Neural development is the intricate sequence of events by which animals build a functional nervous system. In vertebrates it starts when signals from the mesoderm convert part of the ectoderm into neuroectoderm, forming a neural plate. This plate folds into the neural tube, whose failure to close leads to defects like spina bifida and anencephaly. The tube’s anterior region balloons into brain vesicles that subdivide into forebrain, midbrain and hindbrain territories, while embryonic cerebrospinal fluid and proliferating neural stem cells drive growth.
Patterning signals organize the tube along dorsal–ventral and head–tail axes. Molecules such as BMPs and sonic hedgehog act as gradients that specify sensory interneurons, motor neurons, and other classes, while Hox genes and retinoic acid lay out the hindbrain and spinal cord. Neural stem cells then undergo neurogenesis, influenced by epigenetic modifications, producing post-mitotic neurons that migrate by radial, tangential, axophilic or multipolar routes to assemble layered structures like the cortex.
Axons extend under the guidance of attractive and repulsive cues, forming synapses at neuromuscular junctions and throughout the central nervous system.
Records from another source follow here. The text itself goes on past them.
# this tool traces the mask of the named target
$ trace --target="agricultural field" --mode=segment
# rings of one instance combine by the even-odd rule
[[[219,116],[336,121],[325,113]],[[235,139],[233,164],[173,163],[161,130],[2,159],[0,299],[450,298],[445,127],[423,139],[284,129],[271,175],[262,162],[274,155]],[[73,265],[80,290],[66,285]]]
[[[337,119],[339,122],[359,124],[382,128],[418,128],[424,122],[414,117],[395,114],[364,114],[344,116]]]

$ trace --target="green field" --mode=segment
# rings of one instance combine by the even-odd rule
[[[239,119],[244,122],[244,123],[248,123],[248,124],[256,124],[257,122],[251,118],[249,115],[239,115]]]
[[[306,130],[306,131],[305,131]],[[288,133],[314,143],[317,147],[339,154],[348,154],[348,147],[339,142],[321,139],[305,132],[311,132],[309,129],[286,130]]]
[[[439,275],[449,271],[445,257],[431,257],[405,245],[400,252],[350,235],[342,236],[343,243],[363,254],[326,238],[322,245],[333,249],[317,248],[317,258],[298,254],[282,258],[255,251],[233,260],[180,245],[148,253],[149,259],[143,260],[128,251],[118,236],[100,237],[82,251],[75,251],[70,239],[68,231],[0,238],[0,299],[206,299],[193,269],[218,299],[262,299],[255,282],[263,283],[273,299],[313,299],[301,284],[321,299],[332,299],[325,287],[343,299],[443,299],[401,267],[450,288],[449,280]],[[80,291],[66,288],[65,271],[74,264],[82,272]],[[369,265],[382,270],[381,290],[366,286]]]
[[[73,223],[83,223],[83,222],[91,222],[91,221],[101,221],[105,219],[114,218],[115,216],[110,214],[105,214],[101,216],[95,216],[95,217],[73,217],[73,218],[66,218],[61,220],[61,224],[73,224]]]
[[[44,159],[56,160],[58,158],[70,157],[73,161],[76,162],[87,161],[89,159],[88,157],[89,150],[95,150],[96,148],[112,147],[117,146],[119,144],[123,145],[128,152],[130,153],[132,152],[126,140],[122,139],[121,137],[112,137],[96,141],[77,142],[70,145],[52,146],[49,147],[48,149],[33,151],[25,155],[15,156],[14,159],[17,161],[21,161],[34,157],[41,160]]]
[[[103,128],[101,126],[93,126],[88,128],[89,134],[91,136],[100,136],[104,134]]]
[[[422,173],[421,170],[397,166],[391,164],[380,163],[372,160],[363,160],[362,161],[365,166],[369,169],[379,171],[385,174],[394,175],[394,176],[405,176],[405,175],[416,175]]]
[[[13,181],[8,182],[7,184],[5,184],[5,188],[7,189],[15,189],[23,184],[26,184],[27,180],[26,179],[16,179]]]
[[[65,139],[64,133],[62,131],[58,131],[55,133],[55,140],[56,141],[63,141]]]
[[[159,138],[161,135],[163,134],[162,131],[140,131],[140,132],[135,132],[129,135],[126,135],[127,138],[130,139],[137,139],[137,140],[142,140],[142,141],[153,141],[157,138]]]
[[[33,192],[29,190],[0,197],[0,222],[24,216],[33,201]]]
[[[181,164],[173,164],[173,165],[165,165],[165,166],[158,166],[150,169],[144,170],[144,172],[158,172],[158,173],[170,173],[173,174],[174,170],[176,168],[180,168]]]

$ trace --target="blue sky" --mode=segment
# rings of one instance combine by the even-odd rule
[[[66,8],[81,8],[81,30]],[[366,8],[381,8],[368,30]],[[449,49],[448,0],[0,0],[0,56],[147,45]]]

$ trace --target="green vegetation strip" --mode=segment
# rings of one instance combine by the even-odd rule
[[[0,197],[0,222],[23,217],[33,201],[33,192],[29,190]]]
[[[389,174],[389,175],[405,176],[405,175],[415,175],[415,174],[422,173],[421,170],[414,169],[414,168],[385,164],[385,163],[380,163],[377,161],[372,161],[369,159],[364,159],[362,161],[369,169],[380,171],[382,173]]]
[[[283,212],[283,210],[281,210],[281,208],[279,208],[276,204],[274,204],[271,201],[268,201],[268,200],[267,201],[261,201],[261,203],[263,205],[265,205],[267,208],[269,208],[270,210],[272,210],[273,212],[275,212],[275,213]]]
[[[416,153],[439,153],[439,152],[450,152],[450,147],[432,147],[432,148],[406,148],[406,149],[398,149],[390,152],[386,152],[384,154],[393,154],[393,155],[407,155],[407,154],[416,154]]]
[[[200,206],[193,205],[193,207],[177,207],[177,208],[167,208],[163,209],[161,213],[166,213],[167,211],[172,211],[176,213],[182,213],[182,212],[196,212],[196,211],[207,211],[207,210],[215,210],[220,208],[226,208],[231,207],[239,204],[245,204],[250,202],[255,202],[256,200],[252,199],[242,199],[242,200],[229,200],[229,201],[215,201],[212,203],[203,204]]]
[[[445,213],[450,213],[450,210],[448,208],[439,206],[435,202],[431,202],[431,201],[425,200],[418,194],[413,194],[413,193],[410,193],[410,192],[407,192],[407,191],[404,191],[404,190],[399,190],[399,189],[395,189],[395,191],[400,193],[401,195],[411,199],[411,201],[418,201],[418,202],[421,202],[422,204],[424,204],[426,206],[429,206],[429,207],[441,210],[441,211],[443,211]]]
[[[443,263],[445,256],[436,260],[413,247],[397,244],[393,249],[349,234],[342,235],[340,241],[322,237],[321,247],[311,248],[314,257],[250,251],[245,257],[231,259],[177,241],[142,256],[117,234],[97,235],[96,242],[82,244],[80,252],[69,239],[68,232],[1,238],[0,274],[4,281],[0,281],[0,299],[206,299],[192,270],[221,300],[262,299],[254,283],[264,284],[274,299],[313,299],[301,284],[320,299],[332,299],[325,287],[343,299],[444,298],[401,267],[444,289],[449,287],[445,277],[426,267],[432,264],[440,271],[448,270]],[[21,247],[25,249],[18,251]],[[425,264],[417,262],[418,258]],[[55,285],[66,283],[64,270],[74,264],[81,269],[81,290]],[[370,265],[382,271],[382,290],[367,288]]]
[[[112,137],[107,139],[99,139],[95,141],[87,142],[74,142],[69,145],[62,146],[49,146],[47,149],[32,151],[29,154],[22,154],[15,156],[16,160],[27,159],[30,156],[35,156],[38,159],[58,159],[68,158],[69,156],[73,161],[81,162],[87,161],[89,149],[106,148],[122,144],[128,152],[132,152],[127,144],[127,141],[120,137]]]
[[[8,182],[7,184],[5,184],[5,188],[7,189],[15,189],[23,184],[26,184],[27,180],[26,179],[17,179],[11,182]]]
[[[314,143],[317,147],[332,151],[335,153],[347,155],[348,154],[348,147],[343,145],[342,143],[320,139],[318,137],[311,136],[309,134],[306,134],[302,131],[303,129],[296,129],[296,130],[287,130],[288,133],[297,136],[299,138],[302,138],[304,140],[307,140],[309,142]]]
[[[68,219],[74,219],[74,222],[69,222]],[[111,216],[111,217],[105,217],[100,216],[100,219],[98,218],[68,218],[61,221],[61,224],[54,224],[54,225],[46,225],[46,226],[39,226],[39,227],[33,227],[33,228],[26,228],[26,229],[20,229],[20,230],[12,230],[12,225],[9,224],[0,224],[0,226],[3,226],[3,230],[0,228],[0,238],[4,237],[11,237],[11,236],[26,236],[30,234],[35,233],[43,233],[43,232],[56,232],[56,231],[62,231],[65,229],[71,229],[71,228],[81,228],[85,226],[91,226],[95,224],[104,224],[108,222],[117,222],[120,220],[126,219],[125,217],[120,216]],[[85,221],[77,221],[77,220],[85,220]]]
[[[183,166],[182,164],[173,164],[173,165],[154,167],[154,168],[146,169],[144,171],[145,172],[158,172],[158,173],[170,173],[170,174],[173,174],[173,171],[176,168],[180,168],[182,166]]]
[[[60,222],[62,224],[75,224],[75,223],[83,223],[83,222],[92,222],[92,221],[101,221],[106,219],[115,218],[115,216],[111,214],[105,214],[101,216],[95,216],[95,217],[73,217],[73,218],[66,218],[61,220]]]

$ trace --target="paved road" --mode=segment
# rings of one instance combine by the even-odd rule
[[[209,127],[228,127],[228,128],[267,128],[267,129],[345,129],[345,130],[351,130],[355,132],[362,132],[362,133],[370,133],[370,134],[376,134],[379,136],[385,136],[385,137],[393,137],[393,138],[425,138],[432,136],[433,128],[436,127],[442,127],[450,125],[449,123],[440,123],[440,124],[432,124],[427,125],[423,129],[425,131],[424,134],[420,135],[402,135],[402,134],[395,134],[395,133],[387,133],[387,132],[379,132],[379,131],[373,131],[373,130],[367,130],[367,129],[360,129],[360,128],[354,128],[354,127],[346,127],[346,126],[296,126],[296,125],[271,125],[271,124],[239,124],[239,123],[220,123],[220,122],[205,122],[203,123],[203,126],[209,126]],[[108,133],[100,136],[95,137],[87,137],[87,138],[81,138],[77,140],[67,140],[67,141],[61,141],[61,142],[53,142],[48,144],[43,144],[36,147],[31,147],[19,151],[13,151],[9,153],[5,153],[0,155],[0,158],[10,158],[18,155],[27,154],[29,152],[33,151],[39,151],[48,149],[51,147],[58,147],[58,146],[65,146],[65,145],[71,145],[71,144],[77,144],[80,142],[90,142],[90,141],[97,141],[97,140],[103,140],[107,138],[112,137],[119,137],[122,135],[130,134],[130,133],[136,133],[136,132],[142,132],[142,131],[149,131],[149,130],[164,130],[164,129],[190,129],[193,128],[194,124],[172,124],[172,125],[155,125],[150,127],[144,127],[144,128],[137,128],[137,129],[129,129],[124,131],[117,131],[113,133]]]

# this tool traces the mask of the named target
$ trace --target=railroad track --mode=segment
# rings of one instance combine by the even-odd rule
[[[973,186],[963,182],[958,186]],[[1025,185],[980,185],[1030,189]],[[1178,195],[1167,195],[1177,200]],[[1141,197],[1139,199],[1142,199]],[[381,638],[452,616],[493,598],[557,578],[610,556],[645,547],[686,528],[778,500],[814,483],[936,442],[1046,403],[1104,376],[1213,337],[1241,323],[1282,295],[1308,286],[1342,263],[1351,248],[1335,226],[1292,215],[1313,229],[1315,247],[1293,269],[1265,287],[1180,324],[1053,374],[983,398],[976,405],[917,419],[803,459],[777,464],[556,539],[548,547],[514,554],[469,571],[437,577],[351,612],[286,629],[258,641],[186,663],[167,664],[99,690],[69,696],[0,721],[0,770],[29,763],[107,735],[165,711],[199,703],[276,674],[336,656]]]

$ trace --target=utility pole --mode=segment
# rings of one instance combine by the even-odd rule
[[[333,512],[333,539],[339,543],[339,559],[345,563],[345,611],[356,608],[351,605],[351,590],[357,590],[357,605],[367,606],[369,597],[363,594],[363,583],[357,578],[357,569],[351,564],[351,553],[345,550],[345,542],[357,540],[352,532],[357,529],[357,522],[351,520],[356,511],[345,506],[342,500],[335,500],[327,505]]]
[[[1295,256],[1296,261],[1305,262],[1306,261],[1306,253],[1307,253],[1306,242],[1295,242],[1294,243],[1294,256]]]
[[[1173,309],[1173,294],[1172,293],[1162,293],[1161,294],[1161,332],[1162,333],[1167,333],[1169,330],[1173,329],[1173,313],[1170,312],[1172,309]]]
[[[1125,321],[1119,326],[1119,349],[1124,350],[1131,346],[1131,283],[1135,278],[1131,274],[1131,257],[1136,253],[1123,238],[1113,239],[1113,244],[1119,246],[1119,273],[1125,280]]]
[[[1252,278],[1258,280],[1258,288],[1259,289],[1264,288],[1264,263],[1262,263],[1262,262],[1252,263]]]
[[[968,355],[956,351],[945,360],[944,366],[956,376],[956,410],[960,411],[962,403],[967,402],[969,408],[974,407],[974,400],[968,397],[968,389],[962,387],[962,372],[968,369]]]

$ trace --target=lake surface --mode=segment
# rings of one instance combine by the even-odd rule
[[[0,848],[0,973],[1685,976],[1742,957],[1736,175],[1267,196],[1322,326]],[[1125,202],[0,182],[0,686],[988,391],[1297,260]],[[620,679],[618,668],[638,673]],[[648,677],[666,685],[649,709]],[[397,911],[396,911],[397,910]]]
Trophic factors such as NGF, BDNF, CNTF and GDNF determine which neurons survive. Synapses first form in excess; activity-dependent competition and synapse elimination prune connections and sharpen neural maps in sensory and motor systems. Spontaneous activity waves in visual, auditory and motor circuits, together with microglial interactions, further sculpt networks.
Modern techniques—from single-cell RNA sequencing to diffusion MRI and connectome mapping—allow these developmental processes to be traced across species and into adulthood, where neurogenesis persists in restricted brain regions.